Any chance of that happening if Prop. 11 passes? Hard to say, but something dramatic would happen. The new system would mandate that boundaries should be drawn such that two contiguous Assembly districts make up one Senate district. This would mean that our Senate district would have to either reach further down into the Bay Area or else over the dreaded hills. Prop. 11 offers Humboldt County a choice -- stick with the laughably rigged current system, in which the concept of an "election" is stretched past the breaking point, or head off into the unknown.
-- Hank Sims
Prop. 12: Houses for Servicemen
Back in 1922, California voters authorized the first Veterans' Bond Act, providing military vets with state-funded, low-interest loans to buy homes and farms. Since then, voters have deemed it a practice worth repeating -- 26 times, to the tune of about $8.4 billion in general obligation bonds.

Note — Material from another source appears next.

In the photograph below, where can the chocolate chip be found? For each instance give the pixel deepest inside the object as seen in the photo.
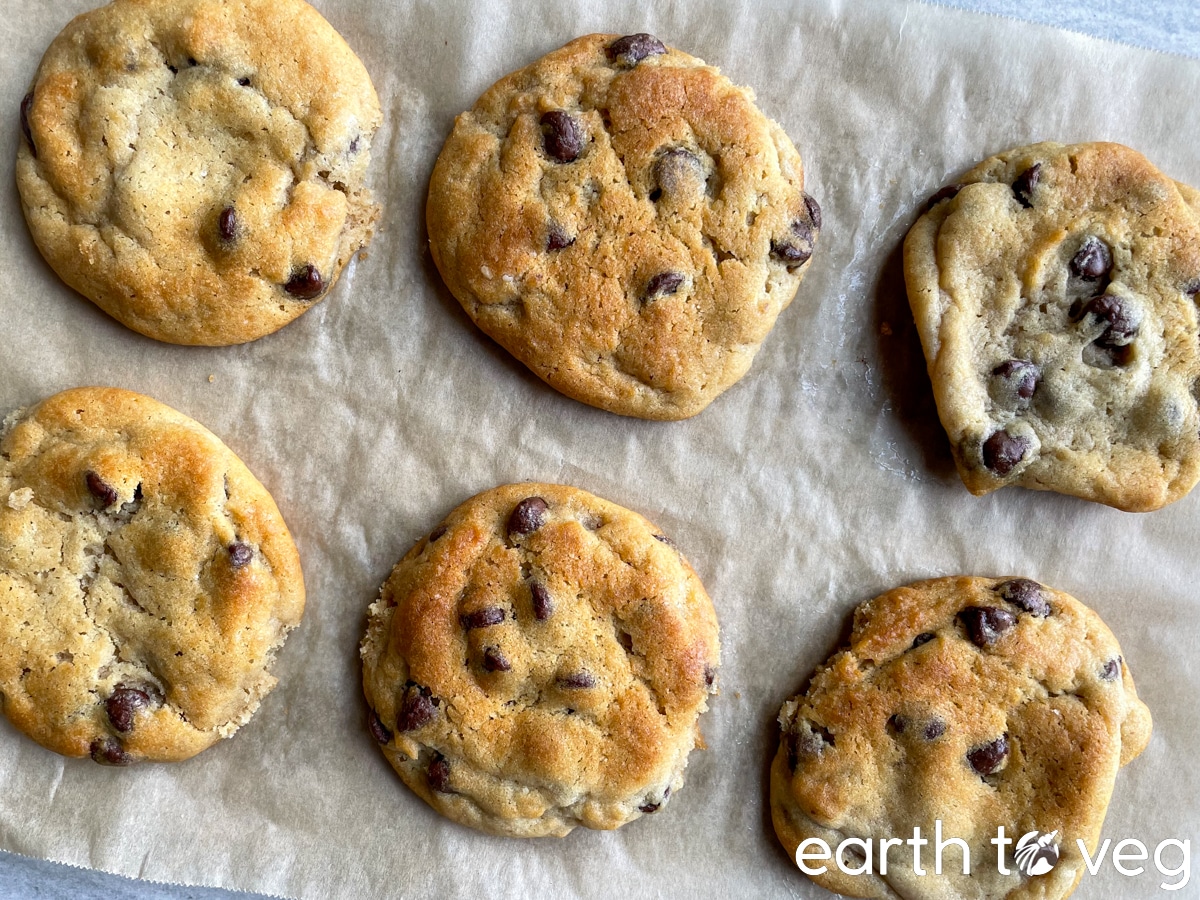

According to proponents, roughly 420,000 vets have been helped by the program since World War I. As of July, the Cal-Vet piggy bank had dwindled to just $102 million.
Prop 12 would authorize the state to sell another $900 mil in bonds, providing enough coin for at least 3,600 noble servicemen and -women to buy the conventional, manufactured or mobile home of their dreams. With the housing market in a shambles, that number could conceivably be much higher.
The only opposition voiced in the official state voting guide comes courtesy of Gary Wesley, an attorney down Mountain View way who frequently writes dissenting ballot measure arguments. He complains that these bonds rob the taxpayers, in a roundabout way, because the loans are tax-exempt and foreclosures fall in our collective lap. In a seemingly unrelated argument, Wesley also complains that only veterans who served in combat should qualify for these bonds; the Senate Committee on Veterans Affairs says that soldiers shouldn't be punished if the military decided that their talents were best utilized outside the combat arena.